# Worst Confo or Bad damage?



## Kayty (Sep 8, 2009)

Quite a dodgy back on her, otherwise nothing shocking wrong with her.

Are you planning on looking at this horse, or just wanting a critique of a random advertisement?


----------



## AmazinCaucasian (Dec 10, 2010)

I saw a horse that hurt his back that was made like that.


----------



## trainerunlimited (Jan 26, 2012)

I'm not currently looking for a horse, and this one would certainly not be on the list to check out if I were. I was wondering if anyone else had seen something like this and whether it was caused by damage to the spine somehow, or if the horse was born this way.


----------



## Kayty (Sep 8, 2009)

It could be either. As AC said, some horses will end up with a back like this through injury. I've seen one that smashed his wither, and there was so much scar tissue that resulted, that his back appeared similar to this horse's. 
I would say this horse's soundness won't last for terribly long, and he won't be up to carrying heavy loads or hard work. I could be wrong though, there are always exceptions. I've seen a terribly downhill, short legged quarter horse perform quite an acceptable piaffe under a 'classical' rider.


----------



## busysmurf (Feb 16, 2012)

Part camel???


----------



## sabowin (May 8, 2010)

I'm a newbie to conformation, but are her front fetlocks really knobby, too? But yeah, her back looks pretty weird.


----------



## Kayty (Sep 8, 2009)

Fetlocks are fine, just hairy!


----------



## smrobs (Jul 30, 2008)

Like others have said, it could be the result of an injury or she may have been born with a deformed spine. Frankly, I'm surprised that she has stayed sound (and accepting) for any riding at all. She must have an incredibly tolerant temperament.


----------



## trainerunlimited (Jan 26, 2012)

Yeah, must have. I know there is no way a saddle fits that poor little mare right, must cause her pain.


----------



## Duren (Oct 25, 2011)

Haha, only posting because I live in Alvarado and its a TINY tiny little town... what are the odds? I could always go check her out for you!


----------



## hoopla (Jan 29, 2012)

She's in pain, whatever the root cause.


----------



## Chopsticks (Mar 11, 2012)

this is a first for me, i've never seen a back like that. i wonder if it's possible like another poster said that she broke her withers and that mass is scar tissue. if it is truly healed and the scar tissue that's formed is protecting the area, I suppose it's possible that she isn't in pain. I agree not likely. I would really be interested in seeing a video of her going to see what her movement is like.


----------



## aggiegirl14 (Dec 22, 2011)

could she be roach backed? or is that typically more towards the croup?


----------



## Faceman (Nov 29, 2007)

hoopla said:


> She's in pain, whatever the root cause.

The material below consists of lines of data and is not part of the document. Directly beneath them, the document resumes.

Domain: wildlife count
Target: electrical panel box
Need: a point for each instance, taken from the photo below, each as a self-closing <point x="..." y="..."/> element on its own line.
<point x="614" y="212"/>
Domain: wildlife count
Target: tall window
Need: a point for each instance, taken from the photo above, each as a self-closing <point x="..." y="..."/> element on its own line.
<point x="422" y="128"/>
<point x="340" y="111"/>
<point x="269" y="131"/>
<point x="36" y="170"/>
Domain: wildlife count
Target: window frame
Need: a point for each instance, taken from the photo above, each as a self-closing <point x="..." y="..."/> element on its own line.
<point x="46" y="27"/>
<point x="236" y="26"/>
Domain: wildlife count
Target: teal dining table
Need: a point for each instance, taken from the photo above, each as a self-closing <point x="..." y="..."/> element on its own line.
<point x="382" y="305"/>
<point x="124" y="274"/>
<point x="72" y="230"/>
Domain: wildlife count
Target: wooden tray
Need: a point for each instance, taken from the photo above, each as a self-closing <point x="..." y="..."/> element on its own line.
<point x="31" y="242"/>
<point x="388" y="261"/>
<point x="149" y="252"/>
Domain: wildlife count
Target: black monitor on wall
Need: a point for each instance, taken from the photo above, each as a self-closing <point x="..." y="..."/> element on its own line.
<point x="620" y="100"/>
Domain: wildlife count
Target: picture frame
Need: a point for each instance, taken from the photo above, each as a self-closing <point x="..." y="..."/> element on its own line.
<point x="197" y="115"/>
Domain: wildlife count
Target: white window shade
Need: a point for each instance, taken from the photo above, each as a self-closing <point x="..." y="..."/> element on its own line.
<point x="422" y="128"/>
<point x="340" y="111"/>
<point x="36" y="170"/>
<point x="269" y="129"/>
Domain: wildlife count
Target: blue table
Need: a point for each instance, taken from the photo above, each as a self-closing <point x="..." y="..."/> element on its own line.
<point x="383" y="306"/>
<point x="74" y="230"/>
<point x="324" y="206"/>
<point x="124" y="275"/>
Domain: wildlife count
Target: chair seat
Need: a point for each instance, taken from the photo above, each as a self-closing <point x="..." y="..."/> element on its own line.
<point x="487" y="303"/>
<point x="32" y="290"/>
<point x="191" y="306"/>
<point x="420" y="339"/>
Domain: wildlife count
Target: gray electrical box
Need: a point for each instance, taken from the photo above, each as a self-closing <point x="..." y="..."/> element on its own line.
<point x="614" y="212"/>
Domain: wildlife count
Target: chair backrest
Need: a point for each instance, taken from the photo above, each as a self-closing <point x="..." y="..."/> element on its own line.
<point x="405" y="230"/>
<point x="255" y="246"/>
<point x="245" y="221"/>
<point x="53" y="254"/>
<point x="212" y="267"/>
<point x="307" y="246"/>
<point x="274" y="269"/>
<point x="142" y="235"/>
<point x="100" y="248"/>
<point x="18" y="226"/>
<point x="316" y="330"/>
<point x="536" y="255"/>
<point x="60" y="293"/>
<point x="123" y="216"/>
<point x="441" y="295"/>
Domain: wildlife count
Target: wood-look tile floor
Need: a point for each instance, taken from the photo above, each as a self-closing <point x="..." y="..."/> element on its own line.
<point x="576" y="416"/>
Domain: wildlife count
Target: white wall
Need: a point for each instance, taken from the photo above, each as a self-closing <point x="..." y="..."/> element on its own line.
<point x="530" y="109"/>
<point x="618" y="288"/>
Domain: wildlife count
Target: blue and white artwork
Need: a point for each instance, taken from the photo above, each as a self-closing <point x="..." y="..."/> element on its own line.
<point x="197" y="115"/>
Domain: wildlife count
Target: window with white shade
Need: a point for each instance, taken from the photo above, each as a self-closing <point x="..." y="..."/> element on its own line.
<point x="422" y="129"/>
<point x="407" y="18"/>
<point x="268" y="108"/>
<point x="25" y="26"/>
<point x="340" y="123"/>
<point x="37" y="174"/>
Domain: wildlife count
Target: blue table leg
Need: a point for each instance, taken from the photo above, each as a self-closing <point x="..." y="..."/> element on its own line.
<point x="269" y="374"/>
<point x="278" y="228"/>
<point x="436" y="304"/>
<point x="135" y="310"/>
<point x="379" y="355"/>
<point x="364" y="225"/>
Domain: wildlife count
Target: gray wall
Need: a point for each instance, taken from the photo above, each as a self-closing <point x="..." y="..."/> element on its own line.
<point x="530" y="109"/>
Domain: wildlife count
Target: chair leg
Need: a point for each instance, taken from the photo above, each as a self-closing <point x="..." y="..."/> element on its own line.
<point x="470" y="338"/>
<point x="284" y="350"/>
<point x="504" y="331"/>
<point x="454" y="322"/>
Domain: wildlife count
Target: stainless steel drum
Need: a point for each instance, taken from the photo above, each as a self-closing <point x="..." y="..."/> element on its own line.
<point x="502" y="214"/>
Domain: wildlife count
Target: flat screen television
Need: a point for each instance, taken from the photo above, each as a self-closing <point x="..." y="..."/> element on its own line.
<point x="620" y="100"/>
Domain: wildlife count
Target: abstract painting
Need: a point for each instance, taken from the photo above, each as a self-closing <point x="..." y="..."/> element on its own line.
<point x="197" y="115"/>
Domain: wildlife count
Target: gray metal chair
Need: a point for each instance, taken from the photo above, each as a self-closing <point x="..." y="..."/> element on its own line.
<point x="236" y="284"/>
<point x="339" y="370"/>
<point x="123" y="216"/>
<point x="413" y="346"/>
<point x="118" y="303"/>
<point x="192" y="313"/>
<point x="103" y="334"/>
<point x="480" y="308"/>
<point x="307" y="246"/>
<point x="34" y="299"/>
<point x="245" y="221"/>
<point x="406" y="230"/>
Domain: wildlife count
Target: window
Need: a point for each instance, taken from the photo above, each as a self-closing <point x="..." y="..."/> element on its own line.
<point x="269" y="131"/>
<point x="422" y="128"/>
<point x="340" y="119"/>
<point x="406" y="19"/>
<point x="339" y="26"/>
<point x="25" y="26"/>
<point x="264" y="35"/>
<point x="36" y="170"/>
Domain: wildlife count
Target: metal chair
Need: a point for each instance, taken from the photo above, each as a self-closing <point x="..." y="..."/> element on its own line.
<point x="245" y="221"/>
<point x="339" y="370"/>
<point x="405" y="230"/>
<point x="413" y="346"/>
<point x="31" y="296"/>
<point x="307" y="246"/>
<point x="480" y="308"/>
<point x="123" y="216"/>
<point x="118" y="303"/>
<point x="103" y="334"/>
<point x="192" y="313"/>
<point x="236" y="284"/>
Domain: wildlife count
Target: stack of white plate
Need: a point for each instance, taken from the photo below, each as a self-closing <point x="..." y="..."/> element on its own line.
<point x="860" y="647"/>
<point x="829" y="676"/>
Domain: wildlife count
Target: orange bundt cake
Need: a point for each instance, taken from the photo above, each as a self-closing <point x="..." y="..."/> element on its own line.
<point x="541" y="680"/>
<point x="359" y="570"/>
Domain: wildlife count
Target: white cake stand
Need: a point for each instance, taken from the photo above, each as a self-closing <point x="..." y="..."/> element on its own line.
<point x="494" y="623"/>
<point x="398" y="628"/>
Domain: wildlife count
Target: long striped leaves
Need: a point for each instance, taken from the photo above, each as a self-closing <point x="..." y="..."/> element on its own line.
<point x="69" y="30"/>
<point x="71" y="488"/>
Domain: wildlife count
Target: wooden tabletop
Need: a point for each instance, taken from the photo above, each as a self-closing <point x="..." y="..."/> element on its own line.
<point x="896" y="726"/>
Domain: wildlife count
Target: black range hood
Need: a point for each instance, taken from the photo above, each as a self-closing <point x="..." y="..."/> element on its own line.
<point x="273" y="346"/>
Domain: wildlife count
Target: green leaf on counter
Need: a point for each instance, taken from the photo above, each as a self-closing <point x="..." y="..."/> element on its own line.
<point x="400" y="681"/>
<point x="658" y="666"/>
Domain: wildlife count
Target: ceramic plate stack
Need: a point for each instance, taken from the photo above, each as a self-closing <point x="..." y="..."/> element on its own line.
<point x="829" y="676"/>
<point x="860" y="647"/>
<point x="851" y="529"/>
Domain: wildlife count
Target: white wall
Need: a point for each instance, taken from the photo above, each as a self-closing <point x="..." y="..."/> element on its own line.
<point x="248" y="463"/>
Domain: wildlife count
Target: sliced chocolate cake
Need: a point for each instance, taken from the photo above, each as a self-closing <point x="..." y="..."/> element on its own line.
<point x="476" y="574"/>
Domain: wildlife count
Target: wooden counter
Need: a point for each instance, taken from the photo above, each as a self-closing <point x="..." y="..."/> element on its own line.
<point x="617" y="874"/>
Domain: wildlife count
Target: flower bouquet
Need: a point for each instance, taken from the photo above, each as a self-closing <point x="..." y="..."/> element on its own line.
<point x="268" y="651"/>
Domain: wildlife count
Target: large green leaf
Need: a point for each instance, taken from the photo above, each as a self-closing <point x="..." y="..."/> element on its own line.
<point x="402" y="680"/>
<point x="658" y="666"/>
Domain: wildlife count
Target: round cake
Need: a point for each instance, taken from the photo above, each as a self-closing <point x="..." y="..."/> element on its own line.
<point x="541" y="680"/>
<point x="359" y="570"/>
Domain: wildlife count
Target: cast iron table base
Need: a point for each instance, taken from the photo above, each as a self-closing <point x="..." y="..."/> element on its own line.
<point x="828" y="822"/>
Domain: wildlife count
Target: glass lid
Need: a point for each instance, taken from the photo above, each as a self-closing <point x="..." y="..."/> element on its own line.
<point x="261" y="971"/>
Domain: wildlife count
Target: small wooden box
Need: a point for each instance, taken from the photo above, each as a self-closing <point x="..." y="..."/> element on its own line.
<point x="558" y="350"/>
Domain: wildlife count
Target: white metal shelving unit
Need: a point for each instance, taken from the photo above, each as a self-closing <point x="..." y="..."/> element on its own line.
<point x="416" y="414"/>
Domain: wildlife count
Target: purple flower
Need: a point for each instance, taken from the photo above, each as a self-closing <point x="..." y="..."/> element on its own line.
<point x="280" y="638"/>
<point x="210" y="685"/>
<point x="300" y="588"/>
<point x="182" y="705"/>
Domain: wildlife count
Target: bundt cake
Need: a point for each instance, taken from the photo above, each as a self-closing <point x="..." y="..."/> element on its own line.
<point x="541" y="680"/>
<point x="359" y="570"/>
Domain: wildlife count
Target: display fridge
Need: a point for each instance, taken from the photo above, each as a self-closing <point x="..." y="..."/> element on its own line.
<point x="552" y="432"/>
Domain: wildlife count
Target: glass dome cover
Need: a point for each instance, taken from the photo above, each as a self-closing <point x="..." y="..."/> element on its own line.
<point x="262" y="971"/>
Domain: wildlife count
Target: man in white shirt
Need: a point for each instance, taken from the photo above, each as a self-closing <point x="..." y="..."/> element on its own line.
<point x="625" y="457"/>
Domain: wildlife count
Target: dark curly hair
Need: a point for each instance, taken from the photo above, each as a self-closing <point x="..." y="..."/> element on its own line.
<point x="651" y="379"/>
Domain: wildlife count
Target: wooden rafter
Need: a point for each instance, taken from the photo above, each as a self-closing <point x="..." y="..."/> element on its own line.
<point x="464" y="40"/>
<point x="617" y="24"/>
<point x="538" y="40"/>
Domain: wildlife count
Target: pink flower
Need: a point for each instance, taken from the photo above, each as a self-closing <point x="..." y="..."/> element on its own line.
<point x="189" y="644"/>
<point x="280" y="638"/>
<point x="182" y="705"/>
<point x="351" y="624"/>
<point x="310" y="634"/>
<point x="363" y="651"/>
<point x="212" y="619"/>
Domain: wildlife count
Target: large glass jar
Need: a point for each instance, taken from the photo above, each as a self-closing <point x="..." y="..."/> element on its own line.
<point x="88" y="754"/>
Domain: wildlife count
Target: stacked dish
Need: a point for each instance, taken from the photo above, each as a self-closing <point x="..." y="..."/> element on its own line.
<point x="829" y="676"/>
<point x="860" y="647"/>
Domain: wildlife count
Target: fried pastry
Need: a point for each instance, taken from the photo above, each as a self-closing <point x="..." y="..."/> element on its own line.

Not necessarily. It's really hard to say without knowing her history. She could have been injured, but my gut tells me she is just unfortunate in that she has a slight roach back, a short back to begin with, is uphill, and has mutton withers, the combination of the 4 being what we see, and I think she probably isn't as bad off as her wonky looking conformation suggests. She is certainly a conformation trainwreck, that's for certain...


----------



## ButterfliEterna (May 2, 2010)

She looks excessively top-heavy to me... (giant chest/shoulders vs. slim hind quarters). I couldn't imagine that she could enjoy riding, let alone anchor a saddle properly...


----------



## Chopsticks (Mar 11, 2012)

a roach is typically in the loin area. not sure what it is called when it's near the withers?


----------



## QHDragon (Mar 6, 2009)

Could be a minor roach back, or it could be an extreme case of mutton withers. I have seen horses that have virtually no withers, but not to that extreme.


----------